Aim. To determine whether adherence to a sodium-restricted diet affects symptom burden and cardiac event-free survival in patients with heart failure.
Background. The recommendation of an sodium-restricted diet is a standard component of HF management. Therefore, it is important to investigate whether adherence to sodium-restricted diet is actually associated with improvements in symptom burden and cardiac event-free survival.
Design. A prospective cohort study.
Methods. A total of 232 patients [71% male, 65 ± 10 years, 63% New York Heart Association (NYHA) class III/IV, ejection fraction (EF) 30 ± 9%] with HF received 24-hour urinary sodium excretion (24-hr UNa) assessments and were divided into two groups using a cut-off value of 3 g 24-hr UNa. Symptom burden, including the frequency and severity of heart failure symptoms, was assessed according to the modified Memorial Symptom Assessment Scale-Heart Failure with a higher score indicating a greater symptom burden. Cardiac event-free survival over a 12-month period was determined by reviewing medical records.
Results.
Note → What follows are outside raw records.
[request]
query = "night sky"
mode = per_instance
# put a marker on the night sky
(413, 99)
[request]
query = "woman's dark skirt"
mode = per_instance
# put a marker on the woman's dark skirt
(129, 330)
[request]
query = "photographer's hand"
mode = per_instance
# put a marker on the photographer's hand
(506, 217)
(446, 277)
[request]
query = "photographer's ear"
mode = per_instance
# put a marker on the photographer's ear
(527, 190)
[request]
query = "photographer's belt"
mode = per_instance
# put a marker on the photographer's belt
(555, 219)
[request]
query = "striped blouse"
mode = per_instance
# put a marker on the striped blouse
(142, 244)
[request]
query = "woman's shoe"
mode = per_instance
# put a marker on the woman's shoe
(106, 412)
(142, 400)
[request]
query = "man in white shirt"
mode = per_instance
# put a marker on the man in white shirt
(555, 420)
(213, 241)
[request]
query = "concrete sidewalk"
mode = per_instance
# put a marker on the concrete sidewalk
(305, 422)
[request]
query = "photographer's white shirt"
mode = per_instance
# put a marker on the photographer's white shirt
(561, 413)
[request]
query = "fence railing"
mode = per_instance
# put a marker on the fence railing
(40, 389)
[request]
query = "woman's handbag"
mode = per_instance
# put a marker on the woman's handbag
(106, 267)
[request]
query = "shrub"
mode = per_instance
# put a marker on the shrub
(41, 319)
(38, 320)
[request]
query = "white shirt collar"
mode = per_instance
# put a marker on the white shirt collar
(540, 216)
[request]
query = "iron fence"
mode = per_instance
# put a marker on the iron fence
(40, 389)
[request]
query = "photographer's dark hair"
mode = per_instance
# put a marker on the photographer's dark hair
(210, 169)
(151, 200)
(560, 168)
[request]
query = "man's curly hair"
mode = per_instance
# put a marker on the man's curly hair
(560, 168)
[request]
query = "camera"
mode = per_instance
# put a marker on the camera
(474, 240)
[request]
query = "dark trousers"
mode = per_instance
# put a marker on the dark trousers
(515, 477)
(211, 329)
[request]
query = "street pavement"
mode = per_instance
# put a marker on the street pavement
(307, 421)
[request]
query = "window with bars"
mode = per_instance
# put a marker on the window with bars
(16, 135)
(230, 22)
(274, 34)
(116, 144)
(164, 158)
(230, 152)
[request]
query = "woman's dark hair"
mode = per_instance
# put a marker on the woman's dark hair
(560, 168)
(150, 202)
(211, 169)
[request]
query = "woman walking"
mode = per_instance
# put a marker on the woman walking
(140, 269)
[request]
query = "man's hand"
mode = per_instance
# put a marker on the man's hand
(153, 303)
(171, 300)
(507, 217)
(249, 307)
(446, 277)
Patients with 24-hr UNa ≥ 3 g exhibited greater symptom burdens (β = 0·23, p < 0·001) in hierarchical linear regression analyses and shorter cardiac event-free survival [hazard ratio = 1·81, 95% confidence interval = 1·17–2·80) than patients with 24-hr UNa < 3 g in hierarchical Cox hazards regressions, after controlling for age, gender, HF aetiology, body mass index, NYHA class, EF, and total comorbidity score.
Conclusions. If sodium intake is limited to less than 3 g/day, symptom burden and clinical health outcomes can be improved in HF patients.
Relevance to clinical practice. Health care providers need to help patients understand the rationale for an sodium-restricted diet to prevent worsening heart failure symptoms and unnecessary cardiac events. Continuous monitoring for dietary sodium intake as well as worsening heart failure symptoms should be emphasised in patient education.